According to “Zhoghovurd,” the head of the Armenian government’s Committee for 
the Management of State Property, Narek Babayan, continues to demand that a 
military high school of the Armenian Defense Ministry vacate its expensive 
premises located in the resort town of Dilijan. The property had been supposed 
to serve as a resort complex for employees of the State Revenue Committee.

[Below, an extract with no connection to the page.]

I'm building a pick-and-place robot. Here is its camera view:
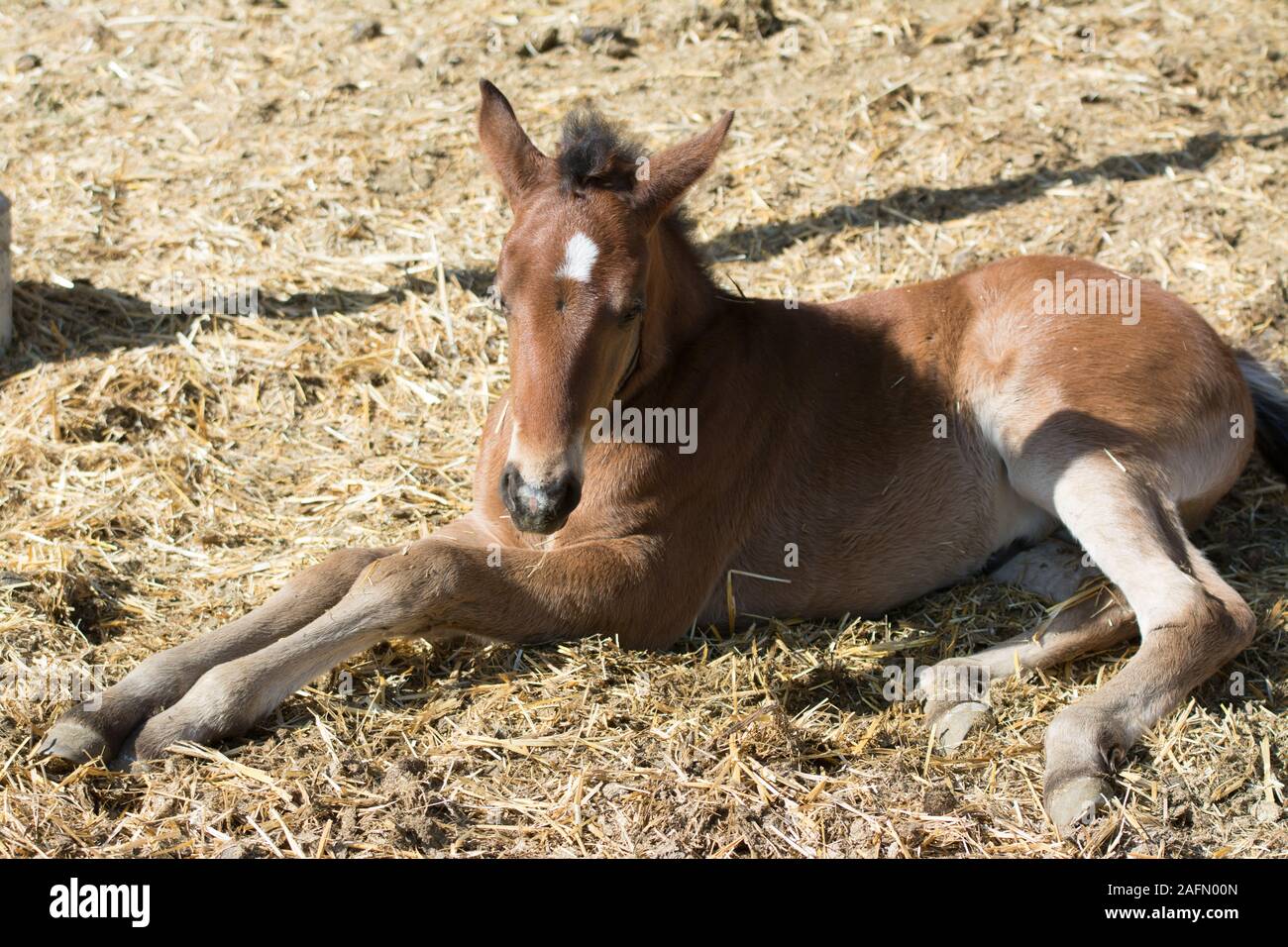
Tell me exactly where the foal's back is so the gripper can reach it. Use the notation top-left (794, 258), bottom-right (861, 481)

The 
paper says former Defense Minister Vigen Sargsian was right to have it 
transferred to the military school because in a country remaining in a de facto 
state of war “it is extremely important that people have incentives to become 
military officers.” “And given all this, it is weird, to say the least, that 
Narek Babayan continues to insist that those luxurious conditions are too much 
for our military and that they can receive military education in more modest 
conditions.”

“Aravot” says that Kocharian behaves arrogantly during court hearings and his 
conversations with journalists. “He also frequently lies, in particular about 
transforming Armenia’s ‘hell’ into ‘paradise’ from 1998 to 2008,” editorializes 
the paper’s editor, Aram Abrahamian. “But sometimes life is turned into hell by 
those vicious leaders whose bodyguards kill people for ‘wrongly’ greeting them. 

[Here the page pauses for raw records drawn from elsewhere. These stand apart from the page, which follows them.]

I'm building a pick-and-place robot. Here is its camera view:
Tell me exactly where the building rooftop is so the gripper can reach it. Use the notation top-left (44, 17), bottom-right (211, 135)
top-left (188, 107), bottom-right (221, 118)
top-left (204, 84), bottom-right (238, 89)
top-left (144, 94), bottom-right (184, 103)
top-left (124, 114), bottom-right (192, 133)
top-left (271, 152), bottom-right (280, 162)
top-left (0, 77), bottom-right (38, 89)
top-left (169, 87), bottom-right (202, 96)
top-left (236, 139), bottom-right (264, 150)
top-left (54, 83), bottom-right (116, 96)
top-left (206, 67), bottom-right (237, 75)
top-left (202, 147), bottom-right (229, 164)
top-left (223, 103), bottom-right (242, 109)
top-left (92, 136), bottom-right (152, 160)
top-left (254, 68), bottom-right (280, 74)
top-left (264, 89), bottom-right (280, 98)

“I feel more secure when that person is in jail. But if we put aside emotions, 
we need to understand in the purely legal sense what the point of arresting the 
former president is. Kocharian is not the kind of person who would like to flee 
[the country.] Will he influence the probe of the [March 2008] case? Of course 
he will. A figure possessing serious financial and media resources has the 
ample capacity to do.” But Kocharian will also be in a position to exert such 
influence even from prison, concludes the paper.